Frequently Asked Questions
Is DEA-C01 harder than SAA-C03?
They're different types of difficulty. DEA-C01 requires deeper knowledge of specific data services (Glue, Kinesis, Redshift, Lake Formation) and data engineering concepts. SAA-C03 covers broader architectural patterns. If you have data engineering experience, DEA-C01 may feel more natural. If you're a generalist, SAA-C03 might be more accessible.
What prerequisites are recommended?
AWS recommends 2-3 years of experience with data engineering concepts and 1-2 years working with AWS data services. Strong knowledge of SQL is essential. Familiarity with Python or Spark is beneficial for Glue ETL development.
Should I get CLF-C02 or SAA-C03 first?
It's not required, but having SAA-C03 first provides a solid foundation of AWS services and architectural patterns. If you're already an experienced data engineer, you can go directly to DEA-C01. Cloud Practitioner (CLF-C02) is helpful if you're completely new to AWS.

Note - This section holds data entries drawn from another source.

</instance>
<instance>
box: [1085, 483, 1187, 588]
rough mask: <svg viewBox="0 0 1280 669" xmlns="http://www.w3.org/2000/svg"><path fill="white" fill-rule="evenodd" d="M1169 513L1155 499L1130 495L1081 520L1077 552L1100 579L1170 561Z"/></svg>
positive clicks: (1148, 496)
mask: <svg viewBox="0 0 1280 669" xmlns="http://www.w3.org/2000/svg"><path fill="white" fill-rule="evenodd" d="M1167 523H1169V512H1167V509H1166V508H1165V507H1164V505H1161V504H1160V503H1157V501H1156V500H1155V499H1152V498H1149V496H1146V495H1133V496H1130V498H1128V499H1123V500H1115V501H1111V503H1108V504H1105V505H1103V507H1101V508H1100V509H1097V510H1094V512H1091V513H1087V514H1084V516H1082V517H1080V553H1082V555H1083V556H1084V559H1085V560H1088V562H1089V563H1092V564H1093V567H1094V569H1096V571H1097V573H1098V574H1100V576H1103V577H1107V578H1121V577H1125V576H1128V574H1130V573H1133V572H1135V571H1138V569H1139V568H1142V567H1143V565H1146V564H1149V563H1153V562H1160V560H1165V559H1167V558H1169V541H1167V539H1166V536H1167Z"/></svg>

How much hands-on experience do I need?
Significant hands-on experience is crucial. You should have built at least a few data pipelines using Glue, worked with S3 data lakes, loaded data into Redshift, and ideally worked with streaming data using Kinesis. The exam tests practical knowledge, not just theory.
What's the difference between DEA-C01 and the Data Analytics Specialty?
DEA-C01 (Associate level) focuses on building and maintaining data pipelines. The Data Analytics Specialty (DAS-C01) is a deeper, more specialized exam covering advanced analytics, visualization, and complex data solutions. Most candidates take DEA-C01 first before attempting the specialty.